At the fifth attempt, Andy Murray has finally cast aside the shadow of British male failure in Grand Slams. It only took 76 years. My own grandmother had only been alive for two years at the time of Fred Perry's Wimbledon success.
What was most impressive of all was the plucky Scot's mental fortitude throughout his epic five-set win over Novak Djokovic in the US Open final. When the Serb broke serve at the start of the fourth set, many would surely have predicted more British heartbreak, as the momentum had undoubtedly shifted. Where once Djokvoic had been ailing, he was now prospering and sensing blood with each powerful groundstroke.

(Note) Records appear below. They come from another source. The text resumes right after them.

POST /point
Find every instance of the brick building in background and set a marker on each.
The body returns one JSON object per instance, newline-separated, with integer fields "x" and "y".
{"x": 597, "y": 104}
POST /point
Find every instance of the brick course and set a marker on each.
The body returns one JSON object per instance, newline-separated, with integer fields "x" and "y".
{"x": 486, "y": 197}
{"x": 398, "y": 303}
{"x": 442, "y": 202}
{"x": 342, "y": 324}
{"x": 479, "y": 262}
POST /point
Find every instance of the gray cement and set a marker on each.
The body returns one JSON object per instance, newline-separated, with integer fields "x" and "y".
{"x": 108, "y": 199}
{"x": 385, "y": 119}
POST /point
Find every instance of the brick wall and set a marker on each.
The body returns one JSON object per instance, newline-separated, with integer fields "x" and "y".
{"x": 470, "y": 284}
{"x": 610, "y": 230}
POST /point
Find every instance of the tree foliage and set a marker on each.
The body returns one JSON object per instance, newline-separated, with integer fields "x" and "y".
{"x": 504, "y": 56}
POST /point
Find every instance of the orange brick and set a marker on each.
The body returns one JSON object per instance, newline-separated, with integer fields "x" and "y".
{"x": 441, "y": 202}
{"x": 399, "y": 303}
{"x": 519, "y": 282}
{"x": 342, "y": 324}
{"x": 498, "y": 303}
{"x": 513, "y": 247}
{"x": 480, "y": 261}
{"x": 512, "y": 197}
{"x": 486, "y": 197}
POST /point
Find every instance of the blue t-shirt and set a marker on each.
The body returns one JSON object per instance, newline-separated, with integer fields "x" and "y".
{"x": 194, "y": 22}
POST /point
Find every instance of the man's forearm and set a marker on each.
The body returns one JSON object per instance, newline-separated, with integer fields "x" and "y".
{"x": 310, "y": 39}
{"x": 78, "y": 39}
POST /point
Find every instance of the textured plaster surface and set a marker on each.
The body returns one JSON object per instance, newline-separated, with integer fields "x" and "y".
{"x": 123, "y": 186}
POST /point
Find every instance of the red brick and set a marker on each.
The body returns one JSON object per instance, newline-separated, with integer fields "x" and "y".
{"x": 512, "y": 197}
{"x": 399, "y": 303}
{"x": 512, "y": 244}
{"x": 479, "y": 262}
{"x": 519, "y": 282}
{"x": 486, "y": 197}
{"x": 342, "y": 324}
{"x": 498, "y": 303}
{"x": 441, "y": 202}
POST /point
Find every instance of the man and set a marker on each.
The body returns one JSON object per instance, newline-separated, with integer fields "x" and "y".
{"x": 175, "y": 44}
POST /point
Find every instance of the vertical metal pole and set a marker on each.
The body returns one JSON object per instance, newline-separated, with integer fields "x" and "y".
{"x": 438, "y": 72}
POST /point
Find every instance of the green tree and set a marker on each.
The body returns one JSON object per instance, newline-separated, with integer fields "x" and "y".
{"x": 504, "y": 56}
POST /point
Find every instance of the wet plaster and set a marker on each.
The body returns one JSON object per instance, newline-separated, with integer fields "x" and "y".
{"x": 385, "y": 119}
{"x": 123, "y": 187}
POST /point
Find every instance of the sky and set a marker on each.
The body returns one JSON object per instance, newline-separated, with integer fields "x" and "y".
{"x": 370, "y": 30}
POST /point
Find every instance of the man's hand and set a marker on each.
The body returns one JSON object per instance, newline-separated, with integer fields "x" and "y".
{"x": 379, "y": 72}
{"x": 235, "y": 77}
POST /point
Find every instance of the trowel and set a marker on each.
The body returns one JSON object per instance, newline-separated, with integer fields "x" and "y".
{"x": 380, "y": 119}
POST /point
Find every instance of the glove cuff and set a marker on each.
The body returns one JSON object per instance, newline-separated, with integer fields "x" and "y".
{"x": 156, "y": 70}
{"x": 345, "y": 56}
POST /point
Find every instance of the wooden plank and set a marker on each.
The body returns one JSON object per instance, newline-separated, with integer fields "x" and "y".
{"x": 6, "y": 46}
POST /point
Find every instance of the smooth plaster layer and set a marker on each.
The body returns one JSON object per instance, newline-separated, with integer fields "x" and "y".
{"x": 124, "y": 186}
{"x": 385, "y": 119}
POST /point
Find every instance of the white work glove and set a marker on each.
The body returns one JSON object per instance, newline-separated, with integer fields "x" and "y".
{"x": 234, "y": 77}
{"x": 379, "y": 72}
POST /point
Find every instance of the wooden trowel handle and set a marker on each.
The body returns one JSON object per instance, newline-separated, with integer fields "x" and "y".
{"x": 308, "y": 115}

Yet somehow Murray prevailed. You got the sense that with the match back in the balance the Brit lost his nerves. Those nerves had undoubtedly been present at 4-0 up in the second set, where he somehow contrived to allow Djokovic a double break-back. But also present in that second set was the guts and drive to drag himself over the line and take it 7-5. That pattern was to be repeated as a two-set lead became the most gut-wrenching of victories. If the win over Federer at the Olympics was a walk in the park, this was a swim against the mightiest of tides, as the Serb world number two is a fearsome competitor who never gave up.

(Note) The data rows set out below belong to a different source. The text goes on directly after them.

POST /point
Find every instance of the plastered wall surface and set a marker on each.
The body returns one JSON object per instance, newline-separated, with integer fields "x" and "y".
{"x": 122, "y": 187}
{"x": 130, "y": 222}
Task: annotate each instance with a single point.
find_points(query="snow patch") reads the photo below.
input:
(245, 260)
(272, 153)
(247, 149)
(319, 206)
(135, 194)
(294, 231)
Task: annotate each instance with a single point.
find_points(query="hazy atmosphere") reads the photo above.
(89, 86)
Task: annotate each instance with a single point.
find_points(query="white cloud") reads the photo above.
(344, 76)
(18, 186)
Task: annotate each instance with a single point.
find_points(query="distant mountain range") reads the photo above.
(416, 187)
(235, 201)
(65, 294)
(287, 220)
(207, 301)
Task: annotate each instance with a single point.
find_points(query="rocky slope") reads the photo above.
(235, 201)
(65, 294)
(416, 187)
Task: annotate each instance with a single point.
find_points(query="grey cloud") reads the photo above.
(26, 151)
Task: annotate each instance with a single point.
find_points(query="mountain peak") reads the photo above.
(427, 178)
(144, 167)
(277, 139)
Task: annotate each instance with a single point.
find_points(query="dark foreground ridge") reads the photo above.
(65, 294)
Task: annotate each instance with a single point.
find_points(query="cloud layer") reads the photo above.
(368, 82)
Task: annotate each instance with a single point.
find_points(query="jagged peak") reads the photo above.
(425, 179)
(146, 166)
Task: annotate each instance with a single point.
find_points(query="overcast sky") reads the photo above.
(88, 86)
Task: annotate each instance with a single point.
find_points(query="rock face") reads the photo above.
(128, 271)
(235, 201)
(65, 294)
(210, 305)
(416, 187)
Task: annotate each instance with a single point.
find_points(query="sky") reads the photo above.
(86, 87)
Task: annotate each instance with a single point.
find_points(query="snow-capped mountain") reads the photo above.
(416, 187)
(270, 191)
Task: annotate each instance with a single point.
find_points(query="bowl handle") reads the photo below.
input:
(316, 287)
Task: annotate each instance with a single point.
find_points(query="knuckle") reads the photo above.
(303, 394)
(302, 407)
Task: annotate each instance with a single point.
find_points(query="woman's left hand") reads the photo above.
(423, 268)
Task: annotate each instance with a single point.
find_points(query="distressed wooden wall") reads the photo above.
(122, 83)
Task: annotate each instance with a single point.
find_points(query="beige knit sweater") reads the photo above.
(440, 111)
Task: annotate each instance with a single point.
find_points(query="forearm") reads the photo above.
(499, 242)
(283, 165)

A key part of Murray's undoubtedly personal triumph was the recognition that he couldn't do it alone. That he lacked the ruthlessness and self-confidence to go that one step further. Step forward Mr Ivan Lendl. Widely thought of as a shrewd move at the time of his appointment, the Czech legend added the extra 1% that was missing to Murray's already world-class game, and you wouldn't argue if his name was etched in very small print onto this year's US Open trophy.
So where to go from here? Well, repeated Grand Slam glory will have to wait until 2013, and the Australian Open in Adelaide. But before that Murray will want to put down a real marker at the season ending ATP Championships in London. He is yet to win one of these - should he do so it would undoubtedly be classed as Murray's 2012. With the following Grand Slam record - one win, one final, one semi-final and one quarter-final - coupled with Olympic Gold, we may yet see a dominance to rival that of Djokovic in 2011.
Now if you'll excuse me, I'm going to catch up on my sleep. Well done Andy, you've finally silenced your critics.